Lolyo mit direktem Draht

Die Idee dazu kam ihm vor ein paar Jahren, als er in seiner Werbeagentur kundenseitig den Wunsch verspürte, eine verbesserte digitale und interne Kommunikation zu entwickeln. “Es gab am Markt bereits einige Lösungen, aber die waren zu teuer oder zu kompliziert”, erzählt er. “Also haben wir entschieden, das wir uns der Sache annehmen.”

Heraus kam Lolyo, eine Mitarbeiter:innen-Mitmach-App als Kommunikationstool, das man aufs eigene Smartphone laden kann und so direkten Zugang zum Führungsteam erhält.

“Wenn man Mitarbeiter binden möchte, mitteilen, was man alles tut, dann war das bisher mit klassischen Kanälen schwierig”, so Mörth weiter. “So ein Tool ist heutzutage jedoch unverzichtbar und funktioniert nicht bloß einseitig, sondern auch umgekehrt. Es ist ein direkter Draht zur Unternehmensführung.”

Das Zeitalter der Verunsicherung

Gerade jetzt, wo Unternehmen Personal abbauen müssen oder zumindest die Gefahr dazu groß sei, herrsche in der Regel große Verunsicherung, weiß der Founder. “Das schlägt sich negativ in der Produktivität nieder, denn ängstliche Personen können nicht motiviert arbeiten.”

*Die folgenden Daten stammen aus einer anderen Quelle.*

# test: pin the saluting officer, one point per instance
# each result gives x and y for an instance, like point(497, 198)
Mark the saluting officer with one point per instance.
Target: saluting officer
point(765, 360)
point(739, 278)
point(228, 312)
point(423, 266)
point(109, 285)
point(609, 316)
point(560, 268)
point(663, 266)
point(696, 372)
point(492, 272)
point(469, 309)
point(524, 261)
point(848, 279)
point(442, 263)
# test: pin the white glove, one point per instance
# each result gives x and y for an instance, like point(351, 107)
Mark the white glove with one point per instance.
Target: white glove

Die Folgen dieser negativen Gefühle können für alle Seiten verheerend sein: Die Arbeitsmoral verschlechtert sich und eine sinkende Produktivität, erhöhter Stress und Burnout-Gefahr schleichen sich ein und lähmen den täglichen Betrieb.

Mit den psychischen Folgen für die verbleibenden Mitarbeiter:innen hat sich Alexander Ahammer mit seinem Team vom VWL-Institut der Johannes Kepler Universität Linz in einer Studie beschäftigt. Eine der Erkenntnisse: Innerhalb eines Zeitraums von eineinhalb Jahren nach dem Personalabbau der untersuchten Firmen erfolgten 6,8 Prozent mehr Medikamentenverschreibungen sowie 12,4 Prozent mehr Krankenhaustage, erwähnte der Ökonom 2022 in einem APA-Gespräch. Dass diese Ängste Arbeitgeber:innen viel Geld kosten können, wurde auch in einer Studie der FH Köln aus dem Jahr 2000 belegt, wie Mörth erwähnt. “Diese Angst kann man aber mit den richtigen Instrumenten wegnehmen.”

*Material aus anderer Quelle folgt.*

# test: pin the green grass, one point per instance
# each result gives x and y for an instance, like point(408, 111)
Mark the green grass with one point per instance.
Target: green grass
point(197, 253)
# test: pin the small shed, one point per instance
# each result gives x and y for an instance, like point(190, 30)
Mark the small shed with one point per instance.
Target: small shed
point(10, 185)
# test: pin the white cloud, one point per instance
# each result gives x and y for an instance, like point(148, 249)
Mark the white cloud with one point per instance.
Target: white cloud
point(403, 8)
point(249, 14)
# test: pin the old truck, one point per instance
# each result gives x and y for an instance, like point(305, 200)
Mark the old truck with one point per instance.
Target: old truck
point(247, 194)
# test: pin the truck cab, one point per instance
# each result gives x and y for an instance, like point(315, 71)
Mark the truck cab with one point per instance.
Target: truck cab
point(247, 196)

Lolyo als mobiles Intranet

Lolyo ist im Detail ein mobiles Intranet, das Mitarbeitende miteinander vernetzt. Die drei primären Kanäle – News, Pinnwand und Chat – sollen dabei einen optimalen Informationsfluss garantieren. Zudem enthält die App eine Vielzahl an Features, die das Engagement erhöhen und interne formelle Abläufe wesentlich vereinfachen soll. Im Idealfall soll sie für alle Mitarbeitenden den Zugang zu allen digitalen Services des Unternehmens anbieten.

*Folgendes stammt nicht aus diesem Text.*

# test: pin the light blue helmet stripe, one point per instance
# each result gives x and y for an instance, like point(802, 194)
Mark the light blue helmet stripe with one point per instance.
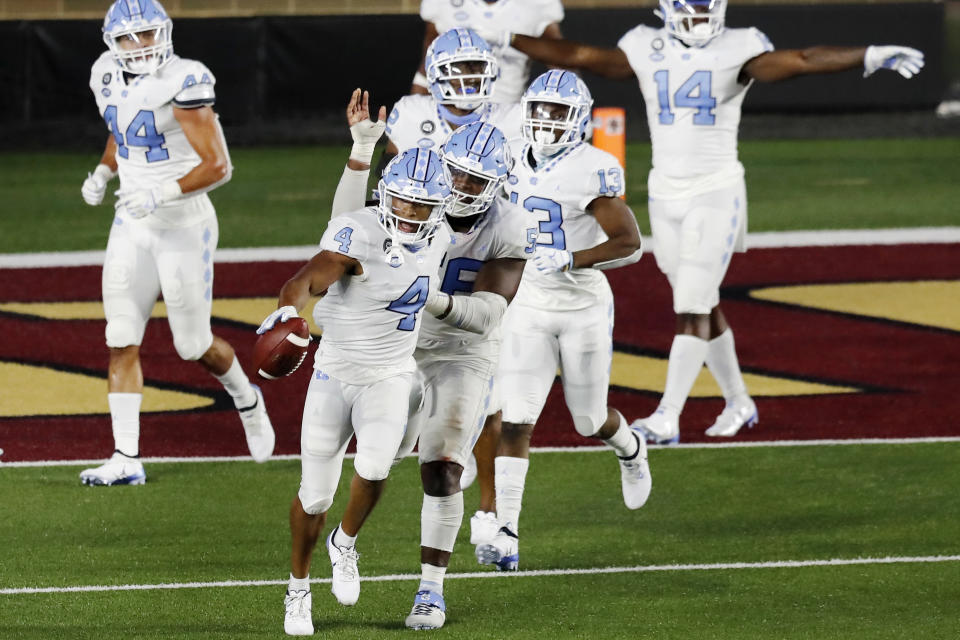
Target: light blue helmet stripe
point(479, 146)
point(464, 36)
point(420, 166)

Insgesamt gibt es 30 verschiedene Features, die von Terminen, Formularen, Umfragen über automatische Übersetzung bis hin zum Start eines eigenen Podcast-Kanals verschiedene Angebote parat halten. Der Mitmach-Booster von Lolyo ist zudem als Anreiz gedacht, aktiv zu bleiben. Wenn man sich Nachrichten durchliest, liked oder kommentiert, erhält man Punkte, die dann in einem vom Unternehmen aufgesetzten “Goodies Store” eingelöst werden können. “Das ist unser USP”, sagt Mörth. “Wir haben diese Art von ‘Gamification’ von Anfang an integriert.”

300 Kunden

Seit dem Beginn im Jahre 2018 konnte Lolyo 300 Kunden (Anm.: darunter Liebherr, Efco, Recheis, Wutscher Optik) aus 15 Ländern für sich gewinnen. “Corona war für uns ein glücklicher Fall, denn die Unternehmen mussten umdenken”, erinnert sich Mörth. “Der Bedarf nach guter Kommunikation hat sich ja damals plötzlich erhöht.”

Auch die Mundpropaganda war für das 16-Personen starke Team wesentlich. “Wir sind ein kleines Unternehmen und nicht investorengetrieben”, erklärt der Founder. “Und haben keine Millionen an Marketing-Budget. Der Erfolg kam über unsere ‘Word of Mouth-Taktik’. Damit konnten wir bisher unseren Umsatz jährlich verdoppeln.”